May 31, 2015 - 11:59 AM
You are NOT wrong for wanting your life back! My goodness, look at all you have done for your mom! I went thru a similar scenario as you about 25 years ago with all the pangs of love and guilt that you are expressing. Mom was developing Alzheimers and had been living alone. My brothers and I all lived at least an hour away. We visited her whenever we could and I would take her to stay with us as often as she would allow but she always wanted to go to her home (she had agoraphobia). Then she fell and my nightmare began because the medicare/medicaid laws had just changed and were more rigorous. Whereas only a year before, simply being incontinent were good enough grounds to get you into a nursing home, suddenly, when she most needed to be in one due to a broken pelvis and worsening dementia, she no longer qualified! And knowing this, her doctor would not even admit her into the hospital (for a broken pelvis?!!), because she knew Mom would have to stay in the hospital until a room in a nursing home became available. It's a quirky rule, but once they're into the "system", it is up to the system to make sure her home was safe to discharge her to, and of course, having dementia and ambulatory issues and living alone, it wasn't.
And this is where your story comes in - Your mom is already in the system. And with your mother's falls and weakness, she is in the best place possible for her. Simply because she has run out of money does not mean the rehab facility can just discharge her. I don't mean to sound harsh here, as if I didn't want my Mom living with me. Her agoraphobia, coupled with Alzheimers made it virtually impossible, so I was leaving my small children with my husband an hour away so I could stay at my Mom's home until my brother could watch her on the weekends. And it seems your situation is just as dire as mine was back then.
My plight got local attention from the medical community. I was invited to speak at a nurses seminar about how dementia patients fall thru thru cracks with the new "one-size-fits-all" Medicare rules (this was back in 1994). There wasn't a dry eye in the room when I finished - but it was there that I leaned about a new facility that had just opened specifically for Alzheimer patients (there were few to none in my state at that time). So that's where I took my mother to live.
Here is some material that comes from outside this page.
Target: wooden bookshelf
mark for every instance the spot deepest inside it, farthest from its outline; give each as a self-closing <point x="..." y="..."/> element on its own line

However! Like your mom, she ran out of funds and the home sent me a letter that they were going to discharge her onto my doorstep and gave me a bill for the 15 grand it had cost to keep her since the funds ran out! Having learned about the hospital discharg- to-home liability, I doubted a nursing home could legally do that, either! So I called an ombudsman and they got that matter settled with a stern letter to the home and they helped me find the funds (from her social security, etc.) so she could stay where she was well cared-for (albeit the business office was shame-faced!) where she had a busy, sociable and well-rounded life - all which I (and you, too) could not give to her.
Your mom is where she needs to be (and it isn't up to your finances to fund her personal care home - just something I want you to know). If you need help figuring out what to do next, please call your local agency on aging and/or an ombudsman. I don't know what I would have done without their help. You have been under terrible stress. It is natural to feel the guilt and for your mom to want to come back to be with you and your husband. But is that what is really right - for her? How happy will she be when everyone around her is stressed, depressed and barely functioning? You can not take care of someone else until you take care of you. I have prepared my kids to never, ever feel guilty when/if I need to be in a home. They know I adored my mother and that I did what was best for her. You need to keep in mind that what is best for you is ultimately what is best for her.
My mom lived 2 years in that nursing home and she died peacefully there with my brother and me at her side. The staff was loving and attentive and a few hours later, after the funeral parlor took her precious body away and I walked to my car, I looked back at the nursing home - her home - And right over it was a beautiful double rainbow.